Hotline Sort: McMahon, Murphy Spar in Heated Debate
Welcome back to Hotline Sort. Obama has the best fundraising month of his campaign, Warren hits back at Brown over asbestos, Murphy and McMahon engage in a feisty debate, and Obama makes fun of his own debate performance.
13) If you're one of those people who says they'll leave the country if their favored candidate doesn't win the presidential race: JetBlue has you covered.
12) Comedy Central's Jon Stewart and Fox News Channel's Bill O'Reilly debated Saturday -- and Washington Post's The Fix roundup up the best one-liners of the night.
11) President Obama gets in on making fun of his debate performance. The Associated Press:
Speaking at a celebrity-led fundraiser at the Nokia Theatre, Obama came on stage after performances by such singers as Katy Perry, Jon Bon Jovi and Stevie Wonder and remarks by actor George Clooney. He marveled at how they are able to perform flawlessly night after night and then said, quote, "I can't always say the same."
10) Wisconsin Gov. Scott Walker says there's a simple reason for the state's sluggish economic growth: The failed effort to recall him from office.
9) The contest between Rep. Kathy Hochul, D-N.Y., and her GOP challenger, Chris Collins, remains tied, according to a new Buffalo News/WRGZ-TV/Siena College poll.
The poll shows the two candidates tied at 47 percent. Six percent of likely voters are undecided. In the previous poll, conducted in mid-August, Collins held a statistically-insignificant lead, 47 percent to 45 percent.
8) In Connecticut's Senate race, Democratic Rep. Chris Murphy and GOP opponent Linda McMahon met for their first debate. The Hartford Courant:
During the feisty, hourlong forum, hosted by WFSB-Channel 3 and broadcast live, McMahon questioned Murphy's honesty and accused him of accepting a "sweetheart" loan while Murphy painted McMahon as an ideologically empty captive of an increasingly right-wing Republican party.
And Majority PAC and Connecticut's Future PAC announced the launch of a new ad campaign in the state. The ad targets McMahon on wanting to "sunset" Social Security.
Meanwhile, check out this Huffington Post story on the McMahon campaign leaking an email from one of their reporters.
7) Majority PAC is also going up with a new ad in the North Dakota Senate race, attacking Berg on voting for a tax break for himself and to cut student loans.
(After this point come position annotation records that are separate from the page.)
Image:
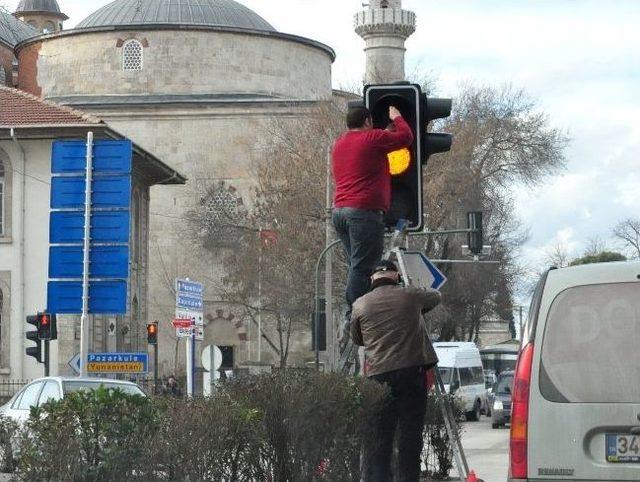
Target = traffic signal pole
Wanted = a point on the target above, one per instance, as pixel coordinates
(84, 318)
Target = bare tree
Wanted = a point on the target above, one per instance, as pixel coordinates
(628, 231)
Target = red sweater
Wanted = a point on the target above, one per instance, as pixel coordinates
(361, 168)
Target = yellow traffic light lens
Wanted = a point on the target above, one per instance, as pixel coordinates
(399, 161)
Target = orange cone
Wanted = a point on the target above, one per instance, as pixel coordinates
(472, 477)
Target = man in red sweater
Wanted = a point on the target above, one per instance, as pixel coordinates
(363, 191)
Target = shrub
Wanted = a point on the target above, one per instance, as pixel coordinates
(96, 435)
(438, 451)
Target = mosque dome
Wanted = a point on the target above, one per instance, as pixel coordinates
(13, 31)
(40, 6)
(213, 13)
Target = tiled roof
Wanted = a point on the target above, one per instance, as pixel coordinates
(17, 108)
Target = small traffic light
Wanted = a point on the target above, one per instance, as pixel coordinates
(405, 164)
(152, 333)
(475, 237)
(33, 335)
(47, 326)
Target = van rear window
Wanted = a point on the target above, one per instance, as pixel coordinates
(590, 347)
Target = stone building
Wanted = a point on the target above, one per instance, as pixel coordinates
(43, 15)
(12, 31)
(195, 85)
(28, 127)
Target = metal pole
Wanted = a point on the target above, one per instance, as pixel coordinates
(316, 316)
(155, 368)
(84, 318)
(328, 276)
(46, 358)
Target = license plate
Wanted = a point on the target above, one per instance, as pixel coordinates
(623, 448)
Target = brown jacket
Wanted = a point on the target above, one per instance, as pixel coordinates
(387, 321)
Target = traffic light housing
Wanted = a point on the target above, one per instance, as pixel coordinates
(433, 142)
(47, 326)
(33, 335)
(405, 165)
(475, 237)
(152, 333)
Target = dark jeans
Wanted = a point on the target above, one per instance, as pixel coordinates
(362, 235)
(403, 411)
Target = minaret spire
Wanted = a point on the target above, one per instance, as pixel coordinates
(385, 26)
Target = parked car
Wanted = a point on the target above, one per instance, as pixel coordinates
(55, 388)
(460, 367)
(500, 400)
(576, 396)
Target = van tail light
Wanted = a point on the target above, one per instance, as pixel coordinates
(520, 414)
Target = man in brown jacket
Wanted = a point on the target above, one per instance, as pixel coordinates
(387, 321)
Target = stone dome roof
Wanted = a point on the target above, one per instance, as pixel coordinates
(215, 13)
(44, 6)
(13, 31)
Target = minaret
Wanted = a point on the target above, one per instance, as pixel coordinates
(44, 15)
(385, 27)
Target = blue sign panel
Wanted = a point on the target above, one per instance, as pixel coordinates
(190, 288)
(67, 227)
(439, 279)
(104, 262)
(107, 192)
(189, 302)
(110, 157)
(117, 362)
(105, 297)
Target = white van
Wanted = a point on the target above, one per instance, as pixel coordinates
(460, 367)
(576, 399)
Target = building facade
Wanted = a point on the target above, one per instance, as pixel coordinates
(196, 87)
(28, 127)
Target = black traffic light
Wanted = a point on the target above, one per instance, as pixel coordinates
(152, 333)
(433, 142)
(405, 164)
(475, 237)
(34, 351)
(47, 326)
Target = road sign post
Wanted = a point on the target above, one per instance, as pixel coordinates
(89, 231)
(189, 306)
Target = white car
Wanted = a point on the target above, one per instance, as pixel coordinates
(54, 388)
(575, 411)
(460, 367)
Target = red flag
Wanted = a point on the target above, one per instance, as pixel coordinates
(268, 237)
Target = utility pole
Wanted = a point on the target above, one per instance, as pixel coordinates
(328, 277)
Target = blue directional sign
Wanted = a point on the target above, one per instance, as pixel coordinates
(439, 279)
(104, 262)
(110, 222)
(108, 192)
(189, 302)
(110, 157)
(67, 227)
(117, 362)
(191, 288)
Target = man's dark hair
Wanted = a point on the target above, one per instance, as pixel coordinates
(356, 116)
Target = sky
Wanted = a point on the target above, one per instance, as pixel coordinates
(579, 58)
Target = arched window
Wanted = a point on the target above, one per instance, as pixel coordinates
(2, 196)
(49, 27)
(132, 55)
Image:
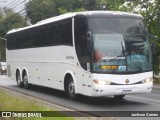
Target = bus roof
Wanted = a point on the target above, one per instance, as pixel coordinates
(86, 13)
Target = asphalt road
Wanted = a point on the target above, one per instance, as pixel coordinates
(93, 106)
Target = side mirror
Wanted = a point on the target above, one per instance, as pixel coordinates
(89, 41)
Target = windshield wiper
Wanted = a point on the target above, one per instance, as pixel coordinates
(137, 63)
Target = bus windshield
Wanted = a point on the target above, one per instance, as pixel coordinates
(120, 45)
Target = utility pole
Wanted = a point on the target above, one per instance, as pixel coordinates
(2, 49)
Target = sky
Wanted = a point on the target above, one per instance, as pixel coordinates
(16, 5)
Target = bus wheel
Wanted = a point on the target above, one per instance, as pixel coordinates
(119, 97)
(70, 89)
(18, 79)
(25, 81)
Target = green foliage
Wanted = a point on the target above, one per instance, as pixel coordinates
(10, 21)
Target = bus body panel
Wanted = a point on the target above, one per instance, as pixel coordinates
(48, 65)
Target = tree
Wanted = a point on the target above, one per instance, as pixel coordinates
(10, 21)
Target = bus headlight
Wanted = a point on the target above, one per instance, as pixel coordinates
(101, 82)
(147, 80)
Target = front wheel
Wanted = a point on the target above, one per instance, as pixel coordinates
(70, 89)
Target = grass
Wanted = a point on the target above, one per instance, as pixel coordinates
(10, 102)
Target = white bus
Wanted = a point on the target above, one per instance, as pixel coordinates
(94, 53)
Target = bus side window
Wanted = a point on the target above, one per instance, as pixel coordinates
(81, 40)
Mitt Romney is intensifying his efforts to draw a sharp contrast with President Obama on national security in the presidential campaign's closing stages, portraying Mr. Obama as having mishandled the tumult in the Arab world and having left the nation exposed to a terrorist attack in Libya. In a speech on Monday at the Virginia Military Institute, Mr. Romney will declare that "hope is not a strategy" for dealing with the rise of Islamist governments in the Middle East or an Iran racing toward the capability to build a nuclear weapon, according to excerpts released by his campaign.